Why I'm Never Allowed to Complain About Anything Ever Again
Yeah, that's a blatant lie, but nice thought, right? Halfway through the morning I was pretty sure this post title was going to be "Surly Thursday - Sorry, I Lied".
I got glasses when I was seven. My vision is very, very bad. I switched to contact lenses in second year university - first year I mostly wandered around in a nearsighted blur, in a cross between 'the world's ugly' and 'I'm ugly in these glasses'.
Contacts suck. I mean, they're great. But they suck. I have weird eyes, so it's always a struggle to find contacts that don't rotate and make reality even wonkier than it already is. A couple years ago I started using dailies, which was a real ethical dilemma; it seems so wrong to be throwing out two little contact lenses and two little packages every day. Measure that against the bottles of solution I used to have to buy, and then discard? I don't know, man.
Anyway. The dailies are quite a bit better for going in easy and staying where they're supposed to, but they're still not perfect. It's quite a production of sticking them in and carefully not blinking until I look up, down, side to side and do an eyeroll or two. Then I blink and hope to hell everything is clear. This morning, it was not. I had to pull them out and re-insert twice, and eventually threw out the left one and started over entirely.
My back still hurt. My hair was terrible. We'd gotten some snow but the roads were basically fine, and people were still driving like they'd lost their minds. The returned books bin was overflowing and when I tried to pick up a few books off the top, a massive bookslide occurred. This was basically comical at this point - please understand this is all filed under 'annoying but trivial' in my mind.
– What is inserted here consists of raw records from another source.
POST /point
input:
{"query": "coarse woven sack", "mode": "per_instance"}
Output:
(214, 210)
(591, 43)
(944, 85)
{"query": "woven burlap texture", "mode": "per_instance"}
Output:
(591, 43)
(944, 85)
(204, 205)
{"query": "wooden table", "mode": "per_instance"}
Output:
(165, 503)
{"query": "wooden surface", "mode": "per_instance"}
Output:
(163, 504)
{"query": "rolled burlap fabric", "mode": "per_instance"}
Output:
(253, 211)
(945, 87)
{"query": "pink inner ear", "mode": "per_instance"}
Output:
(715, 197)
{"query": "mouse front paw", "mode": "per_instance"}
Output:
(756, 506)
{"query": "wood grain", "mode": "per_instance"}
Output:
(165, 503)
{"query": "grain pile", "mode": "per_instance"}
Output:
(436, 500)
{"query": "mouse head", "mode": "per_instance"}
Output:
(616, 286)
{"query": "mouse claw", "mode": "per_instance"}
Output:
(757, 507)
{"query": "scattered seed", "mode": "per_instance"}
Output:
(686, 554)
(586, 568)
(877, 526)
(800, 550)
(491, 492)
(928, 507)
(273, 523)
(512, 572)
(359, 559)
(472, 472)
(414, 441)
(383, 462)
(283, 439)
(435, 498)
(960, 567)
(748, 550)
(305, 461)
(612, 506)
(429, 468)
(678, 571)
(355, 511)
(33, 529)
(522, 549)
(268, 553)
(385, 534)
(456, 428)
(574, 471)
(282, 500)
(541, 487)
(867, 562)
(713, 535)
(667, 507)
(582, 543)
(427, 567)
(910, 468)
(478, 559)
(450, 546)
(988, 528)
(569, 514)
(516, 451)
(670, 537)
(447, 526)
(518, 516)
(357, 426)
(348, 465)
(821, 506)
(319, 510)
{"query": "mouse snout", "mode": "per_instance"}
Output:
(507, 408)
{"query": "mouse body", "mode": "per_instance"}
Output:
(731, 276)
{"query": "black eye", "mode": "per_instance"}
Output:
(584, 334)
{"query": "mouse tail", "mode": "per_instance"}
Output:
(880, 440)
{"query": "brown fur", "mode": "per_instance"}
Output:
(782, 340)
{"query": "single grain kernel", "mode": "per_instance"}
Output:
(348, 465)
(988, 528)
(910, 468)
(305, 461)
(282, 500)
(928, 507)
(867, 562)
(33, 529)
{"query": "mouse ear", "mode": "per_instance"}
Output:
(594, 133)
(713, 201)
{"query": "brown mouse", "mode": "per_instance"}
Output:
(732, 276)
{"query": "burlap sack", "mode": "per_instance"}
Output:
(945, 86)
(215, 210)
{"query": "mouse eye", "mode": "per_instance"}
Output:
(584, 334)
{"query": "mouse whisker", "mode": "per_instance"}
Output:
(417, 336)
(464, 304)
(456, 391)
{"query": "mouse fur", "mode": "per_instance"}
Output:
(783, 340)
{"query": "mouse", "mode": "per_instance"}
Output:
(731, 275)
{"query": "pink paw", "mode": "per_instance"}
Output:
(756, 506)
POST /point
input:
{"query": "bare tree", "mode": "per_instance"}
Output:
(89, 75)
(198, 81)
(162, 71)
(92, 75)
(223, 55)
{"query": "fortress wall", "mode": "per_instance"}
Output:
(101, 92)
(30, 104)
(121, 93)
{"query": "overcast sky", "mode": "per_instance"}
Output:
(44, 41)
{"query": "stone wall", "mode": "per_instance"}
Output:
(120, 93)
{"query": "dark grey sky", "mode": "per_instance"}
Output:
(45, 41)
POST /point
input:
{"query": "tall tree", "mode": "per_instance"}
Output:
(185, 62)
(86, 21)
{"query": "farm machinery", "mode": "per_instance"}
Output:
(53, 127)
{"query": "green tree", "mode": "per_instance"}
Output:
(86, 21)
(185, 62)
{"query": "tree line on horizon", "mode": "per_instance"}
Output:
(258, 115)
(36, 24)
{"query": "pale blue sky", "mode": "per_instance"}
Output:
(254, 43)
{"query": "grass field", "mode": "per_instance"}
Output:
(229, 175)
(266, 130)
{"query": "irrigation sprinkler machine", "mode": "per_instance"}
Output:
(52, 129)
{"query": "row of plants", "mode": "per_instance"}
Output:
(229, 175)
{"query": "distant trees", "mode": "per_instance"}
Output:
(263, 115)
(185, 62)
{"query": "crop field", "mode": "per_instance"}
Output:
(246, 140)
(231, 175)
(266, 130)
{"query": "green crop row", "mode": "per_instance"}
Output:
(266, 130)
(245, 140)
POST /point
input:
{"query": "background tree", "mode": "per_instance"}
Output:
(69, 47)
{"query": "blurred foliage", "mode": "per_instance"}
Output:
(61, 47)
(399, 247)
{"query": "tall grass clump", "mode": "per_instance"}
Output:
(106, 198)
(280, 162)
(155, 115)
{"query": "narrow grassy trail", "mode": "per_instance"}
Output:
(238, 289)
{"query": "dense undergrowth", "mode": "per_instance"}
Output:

Then I realized I'd forgotten my lunch. I went onto my group chat with friends who live in Ottawa to join the complaint chorus - everyone is having a shit week. Nicole is absolutely right, I blame the time change, it's a tool of the devil.
My friend Holly lives close to my Thursday school and offered to bring me lunch. I said I was fine, I would just be even crankier. She told me to shut the fuck up because she was coming with food, so I might as well state my preferences. So I shut up and said thank-you.
I went down to the office and got my delicious-smelling paper bag and told everyone who asked about my breathtakingly kind and thoughtful friend, and assured them that I cherish her accordingly.
She brought me a cheese pie from Aladdin Bakery, and sliced up my apple (which is the only way I like to eat them, I have a horror of food touching my face), and gave me chocolate milk and a granola bar and a tiny little adorable Biscoff cookie. Basically she made me the best mom lunch ever.
Get yourself a friend like Holly. Seriously. |
After that it was like nothing could really go wrong. I read Ninja Red Riding Hood to my grade two class and we were all enchanted. I had the Perfect Library Experience of the elementary school librarian TWICE (a kid asks for a book, I look it up and the computer says we have it and its available, I can see the exact book as I'm approaching the shelf, I sweep it off the shelf with a flourish and place it in the kid's hand and the kid is delighted). A group of boys asked if they could start their Dungeons and Dragons game at recess for after-school games club, and I was extremely wary because having students in at recess went really badly last year. But they were perfectly behaved and thanked me when they left.
So everyone who wished me a better day today - stellar job, stellar. Overshot a little, even. You don't really ever deserve a friend like Holly. You just try to be adequately grateful.
Comments
Time change is the worst, and we are all a mess!
DOWN WITH THE TIME CHANGE.
I am very pleased to hear about the Perfect Library Experience. It really does sound magical when the stars align that way, to delight a child in the moment they are so eager for a specific book.